This is where your cards analogy falls through, in a deck of cards, you know that there are better cards you don't have in your hand, you know exactly what your Jack is worth in absolute terms.

At Amazon, you can have a Royal Flush, and because of stack ranking decide to discard your 10, and if you know your poker, that makes you go from the best hand to one of the worse.

The issue is you wouldn't know your 10 at Amazon was a great engineer and a key asset to your team, and that all replacement candidates are going to be worse, except now you've lost precious time, ramp up, and moral, as well as a great employee.

For a smaller company, it might make sense as you're building a core team and might need to go through a few people before you find a set of good ones, but where Amazon is now, at its size, over time, it has lost engineers that in industry wide averages were above it, and it has created a reputation that hurts it from attracting them back or other engineer's above the industry's average.

Due to this, Amazon is becoming a second pick. Good engineers will pick Netflix, Google, Microsoft, and even sometimes Facebook (due to their higher comp) over Amazon. And since all these companies hiring process are the same, it's common that someone who can pass the Amazon interview can pass one of those other ones as well. In fact, almost 70% of everyone I've seen be released from a PIP went to work at one of the other big tech companies.

The other big problem is that the stack ranking works like American reality TV competitions. It doesn't matter if you've excelled year over year, if you have one bad year, where for whatever reason you get identified as a low performer, you'll get PIPed. In my experience that's often contextual, a new manager or you look like a bad performer because the business and leadership couldn't figure out good projects for you to work on and own that year, or they themselves couldn't get their act together and you're a scape goat. Other people on your team might have performed better simply out of luck of having been assigned better projects.
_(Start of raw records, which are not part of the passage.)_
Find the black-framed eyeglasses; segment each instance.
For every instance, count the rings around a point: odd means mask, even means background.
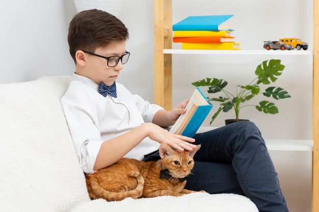
[[[89,51],[82,50],[85,53],[87,53],[89,54],[92,54],[92,55],[96,56],[99,57],[104,58],[104,59],[107,59],[108,60],[108,66],[109,67],[114,67],[116,66],[117,64],[119,63],[120,59],[121,59],[121,63],[122,64],[125,64],[128,60],[128,57],[129,57],[130,52],[128,51],[125,51],[125,53],[121,56],[104,56],[102,55],[100,55],[99,54],[95,54],[94,53],[90,52]]]

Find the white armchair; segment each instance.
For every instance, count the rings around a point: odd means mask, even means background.
[[[70,79],[0,85],[0,211],[258,211],[235,194],[91,200],[60,104]]]

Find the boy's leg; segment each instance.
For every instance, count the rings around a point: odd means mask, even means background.
[[[195,174],[188,178],[185,189],[240,194],[238,184],[260,211],[288,211],[264,141],[253,123],[238,122],[194,138],[202,146],[194,156]]]

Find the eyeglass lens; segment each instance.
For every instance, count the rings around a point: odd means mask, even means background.
[[[111,56],[111,57],[109,58],[109,59],[108,60],[108,66],[111,67],[116,66],[120,61],[120,59],[121,59],[122,64],[125,64],[128,60],[129,56],[129,53],[126,53],[121,57],[118,56]]]

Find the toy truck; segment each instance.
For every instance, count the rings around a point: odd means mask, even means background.
[[[286,44],[291,45],[298,50],[300,50],[302,48],[303,50],[307,50],[308,49],[308,43],[303,42],[301,39],[299,38],[281,38],[279,39],[279,41],[281,41]]]

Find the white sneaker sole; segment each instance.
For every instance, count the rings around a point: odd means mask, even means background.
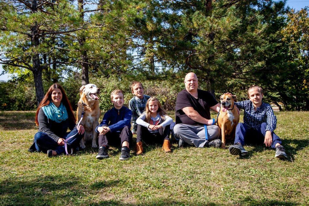
[[[108,157],[108,155],[97,155],[95,158],[97,159],[104,159]]]
[[[126,158],[119,157],[119,159],[120,160],[127,160],[129,158],[130,158],[130,156],[129,156],[129,157],[127,157]]]

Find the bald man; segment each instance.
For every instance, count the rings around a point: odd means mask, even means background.
[[[198,89],[197,77],[193,72],[184,78],[186,89],[177,96],[176,107],[176,125],[173,134],[179,139],[180,147],[184,142],[196,147],[221,146],[220,129],[212,125],[210,109],[217,112],[220,105],[209,92]],[[205,132],[205,127],[207,132]]]

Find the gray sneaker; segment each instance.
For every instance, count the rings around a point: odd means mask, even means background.
[[[231,154],[233,155],[244,156],[248,153],[241,144],[239,143],[237,143],[230,146],[229,150]]]
[[[277,146],[276,148],[276,154],[275,155],[275,157],[280,159],[285,159],[287,158],[288,157],[286,156],[286,151],[283,146],[281,145]]]
[[[218,148],[221,147],[222,143],[221,140],[219,139],[217,139],[210,142],[207,142],[206,143],[206,146],[207,147],[212,147]]]
[[[179,141],[178,142],[178,147],[183,147],[184,145],[184,142],[181,139],[179,139]]]

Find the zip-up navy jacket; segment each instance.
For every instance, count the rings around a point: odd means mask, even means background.
[[[131,128],[131,118],[132,112],[125,106],[117,109],[113,107],[104,114],[100,125],[95,128],[95,131],[98,132],[98,127],[103,126],[108,126],[111,132],[120,132],[126,126]]]

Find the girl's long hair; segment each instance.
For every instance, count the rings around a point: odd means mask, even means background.
[[[162,107],[162,106],[159,101],[159,100],[155,97],[150,97],[147,101],[147,103],[146,104],[146,118],[145,119],[145,122],[149,123],[150,122],[150,120],[151,119],[151,114],[150,110],[149,110],[149,102],[150,101],[156,101],[158,102],[158,108],[157,113],[159,114],[159,115],[161,117],[161,118],[164,120],[165,118],[164,115],[166,114],[166,111]]]
[[[69,101],[68,97],[66,94],[66,92],[64,91],[63,88],[60,84],[57,83],[56,83],[50,86],[50,87],[48,89],[47,93],[45,94],[45,95],[43,97],[42,101],[41,101],[41,102],[39,105],[39,106],[38,107],[38,109],[36,110],[36,114],[35,121],[34,121],[37,126],[39,126],[39,122],[38,121],[39,111],[40,111],[40,109],[42,107],[49,104],[50,101],[52,101],[52,93],[53,92],[53,90],[54,89],[56,88],[60,89],[60,91],[61,91],[61,93],[62,93],[62,99],[61,100],[61,102],[66,109],[69,121],[71,121],[74,123],[76,123],[76,119],[75,118],[75,116],[74,115],[74,113],[72,109],[72,107],[71,106],[71,104],[70,104],[70,102]]]

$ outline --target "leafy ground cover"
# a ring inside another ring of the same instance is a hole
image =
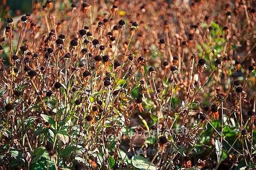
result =
[[[1,169],[255,169],[255,1],[42,1],[1,6]]]

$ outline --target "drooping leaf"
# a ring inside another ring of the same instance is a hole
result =
[[[44,121],[49,122],[51,127],[52,127],[54,129],[56,129],[55,121],[53,120],[52,117],[43,114],[41,114],[40,115],[42,117]]]
[[[227,157],[227,150],[222,147],[221,142],[217,138],[215,139],[215,150],[218,163],[221,162]]]
[[[32,156],[35,157],[31,161],[32,164],[34,164],[38,161],[38,159],[40,159],[44,152],[46,151],[46,149],[44,147],[38,147],[35,150]]]
[[[67,146],[61,152],[61,157],[69,158],[72,152],[76,149],[76,145],[72,145]]]
[[[112,168],[115,164],[115,159],[111,156],[109,156],[108,163],[109,164],[109,167],[111,168]]]
[[[147,160],[147,159],[138,156],[135,156],[131,158],[132,164],[136,168],[141,170],[156,170],[157,168],[154,164],[151,164]],[[150,166],[149,166],[150,165]]]
[[[52,160],[50,159],[48,153],[45,152],[41,158],[36,162],[31,164],[29,167],[30,170],[45,170],[47,169],[47,164],[48,164],[49,170],[56,170],[54,165],[54,163]]]
[[[67,135],[67,131],[65,130],[60,130],[57,132],[57,134],[64,144],[68,143],[69,138]]]
[[[11,156],[15,159],[16,162],[19,164],[25,164],[24,158],[18,150],[12,147],[9,151],[9,153],[11,154]]]

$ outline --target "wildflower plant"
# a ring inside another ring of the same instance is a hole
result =
[[[3,1],[0,168],[255,169],[254,3],[68,1]]]

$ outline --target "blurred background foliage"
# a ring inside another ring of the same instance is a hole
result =
[[[33,0],[1,0],[0,16],[2,20],[31,13],[32,4],[34,1]]]

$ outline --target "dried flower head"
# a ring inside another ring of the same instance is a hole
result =
[[[147,77],[148,78],[154,78],[157,76],[157,72],[153,67],[151,67],[148,69],[148,71],[147,72]]]
[[[191,158],[189,156],[186,156],[184,157],[184,161],[183,162],[183,166],[185,168],[188,168],[189,169],[191,168]]]
[[[140,126],[138,126],[134,130],[134,132],[138,134],[138,136],[139,137],[143,136],[145,131],[145,130]]]
[[[23,16],[20,18],[20,20],[22,22],[22,23],[26,24],[28,22],[29,22],[29,20],[28,20],[28,18],[26,16]]]
[[[112,8],[111,9],[111,11],[113,13],[114,15],[116,15],[118,12],[118,6],[116,5],[113,5]]]
[[[161,39],[158,42],[158,44],[159,44],[159,49],[162,52],[164,52],[165,50],[165,41],[163,39]]]
[[[164,136],[159,137],[159,141],[158,141],[158,144],[159,144],[159,152],[161,153],[164,150],[165,146],[168,141],[166,137]]]
[[[97,39],[95,39],[93,40],[92,41],[93,44],[93,46],[95,48],[97,48],[99,46],[99,40]]]
[[[199,74],[201,74],[205,70],[205,69],[207,68],[207,66],[205,64],[206,61],[203,58],[200,58],[198,60],[198,64],[197,66],[197,68],[198,72]]]
[[[215,61],[215,68],[220,68],[221,66],[221,60],[219,59],[217,59]]]

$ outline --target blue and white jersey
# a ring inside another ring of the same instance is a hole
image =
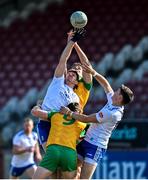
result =
[[[64,83],[64,75],[54,77],[43,100],[42,109],[59,111],[61,106],[67,106],[72,102],[79,103],[79,97],[71,87]]]
[[[13,138],[13,145],[22,148],[34,147],[38,142],[37,133],[32,132],[26,135],[24,131],[19,131]],[[14,154],[12,157],[11,165],[14,167],[24,167],[34,162],[34,152],[25,152],[22,154]]]
[[[113,129],[123,116],[123,106],[113,106],[113,92],[107,94],[107,104],[96,113],[98,123],[92,123],[89,127],[85,140],[91,144],[107,149],[108,141]]]

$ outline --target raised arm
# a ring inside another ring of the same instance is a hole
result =
[[[79,41],[84,36],[84,30],[77,30],[73,37],[68,41],[62,55],[60,57],[59,64],[55,70],[54,76],[61,77],[66,71],[67,60],[69,59],[75,42]]]
[[[82,51],[82,49],[80,48],[80,46],[77,43],[75,43],[74,48],[79,56],[80,62],[82,64],[84,64],[84,63],[90,64],[86,54]],[[86,83],[91,83],[92,75],[90,73],[83,71],[83,79]]]
[[[35,117],[41,118],[42,120],[48,121],[48,112],[42,110],[39,106],[34,106],[31,110],[31,114]]]
[[[61,77],[64,75],[67,66],[67,60],[71,55],[73,47],[74,47],[74,42],[69,41],[61,54],[59,64],[57,65],[54,73],[55,77]]]
[[[84,32],[85,33],[85,32]],[[68,33],[68,42],[72,39],[74,35],[74,32],[71,30],[69,33]],[[80,48],[80,46],[75,43],[74,44],[74,48],[79,56],[79,59],[80,59],[80,62],[83,64],[83,63],[88,63],[89,64],[89,60],[86,56],[86,54],[82,51],[82,49]],[[83,71],[83,79],[86,83],[91,83],[92,82],[92,75],[90,73],[86,73]]]
[[[98,81],[98,83],[104,88],[104,91],[106,93],[109,93],[109,92],[112,92],[113,89],[112,87],[110,86],[108,80],[102,76],[101,74],[99,74],[98,72],[96,72],[92,66],[88,63],[85,63],[83,64],[83,69],[88,72],[88,73],[91,73],[92,76]]]

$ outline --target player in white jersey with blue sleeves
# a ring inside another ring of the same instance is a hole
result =
[[[59,63],[55,69],[54,77],[50,83],[41,108],[46,111],[59,111],[61,106],[67,106],[70,103],[79,103],[79,97],[74,92],[80,80],[79,72],[75,69],[67,70],[67,61],[74,48],[75,42],[81,39],[84,35],[84,30],[75,32],[73,37],[68,41],[65,49],[63,50]],[[50,122],[40,120],[37,125],[37,132],[39,142],[46,149],[46,141],[50,130]]]
[[[86,72],[91,73],[104,88],[107,104],[100,111],[91,115],[78,114],[70,111],[67,107],[62,107],[61,113],[70,115],[81,122],[92,123],[84,140],[77,146],[78,157],[82,164],[80,179],[90,179],[98,162],[106,152],[113,129],[122,119],[124,105],[133,101],[134,95],[124,85],[114,92],[109,82],[97,73],[91,65],[84,64],[83,68]]]

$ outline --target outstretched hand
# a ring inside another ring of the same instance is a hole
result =
[[[74,30],[74,35],[73,35],[73,38],[71,39],[73,42],[77,42],[79,41],[80,39],[84,38],[85,36],[85,33],[86,33],[86,30],[84,28],[82,29],[76,29]]]
[[[84,72],[90,73],[90,74],[92,74],[92,75],[95,74],[95,70],[93,69],[93,67],[92,67],[91,64],[89,64],[89,63],[84,63],[84,64],[82,65],[82,67],[83,67],[83,71],[84,71]]]
[[[60,109],[61,114],[68,115],[69,112],[70,112],[70,109],[68,107],[62,106],[61,109]]]
[[[67,43],[73,38],[74,36],[74,31],[71,29],[68,33],[67,33],[68,37],[67,37]]]

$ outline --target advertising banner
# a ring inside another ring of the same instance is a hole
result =
[[[93,179],[148,179],[148,152],[107,151]]]
[[[119,123],[110,138],[110,148],[147,148],[148,147],[148,122]]]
Amazon used to get away with simply finding the best talent, but in my experience there, that's now backfiring, and instead of growing the best talent, their quest to find it is turning into a system that recruits more and more mediocre talent as time goes on.

1 comments

I recently left Amazon, and I don't think the stack ranking is to blame for the reduction in talent (which I also noticed).

Amazon doesn't pay top dollar for engineers, and the delta between Amazon and other companies is growing every year. (The compensation ends up being competitive when you take into account stock growth, but the new hire offers are not attractive.) And it's a very results-driven, stressful work environment. The effect of that is that people who get better offers go elsewhere, both new hires and existing employees. Those who are left either don't feel like interviewing or interviewed but didn't like their other options.

The comp might be part of it as well, but at the end of the day, the only reason the bar is lowering is because Amazon is losing their good talent and failing to attract more of it, while also failing to have processes that create good talent (as in, if you weren't already great when coming in, Amazon won't grow you, but just spit you out).

Yes comp could help to attract better talent, that's what Facebook is doing. But of the about 150 interviews I've conducted for Amazon, 90% of almost all candidates always ask me: "So is it really as bad as they say working here? With how they treat you?"

I think that's a pretty good indicator that the reputation is just tarnished, and I wouldn't be surprised that that's having a sizable effect on the decrease of talent.

The other thing is, yes maybe some real bad apples leave from a PIP, but the whole culture around it, the stress, the feeling everyone has that they constantly have to fight for trust and respect, that is also a cause for a lot of the really good engineers and high performer to leave as well, of their own, no PIP involved, but it's the same root cause for why they leave.

I see so many good ones, ranking high every year, and after 3 to 5 years say: Well I had enough of this BS, too much hassle always playing the game. If anything, that's the biggest issue.

>But of the about 150 interviews I've conducted for Amazon, 90% of almost all candidates always ask me: "So is it really as bad as they say working here?

Every time an AMZ recruiter tries to poach me from my current job, I consider replying back with links to the NYT article, the URA article, and various anecdotes from friends that worked there. Ending with a question of 'Why in god's name would I work for your company?!'

I also used to worked at Amazon.

There are elements of the culture I miss. The focus on writing was great. Shipping things quickly that impact a lot of people is nice. It made up for a lot of the deficiencies, and it isn't universal (cough Google). Amazon tends to make the right tradeoffs with tech choices to enable this, not always, but most of the time.

I enjoyed working with principal and senior engineers at Amazon. I didn't meet a single PE that I didn't thoroughly respect and enjoy talking with. I miss the internal PE talks, and I wish they'd make them public.

Compensation is deeply personal, but once I broke 400k, I really didn't care too much one way or another, and Amazon's total compensation was never significantly less than competitors. It was about the work, impact, and people.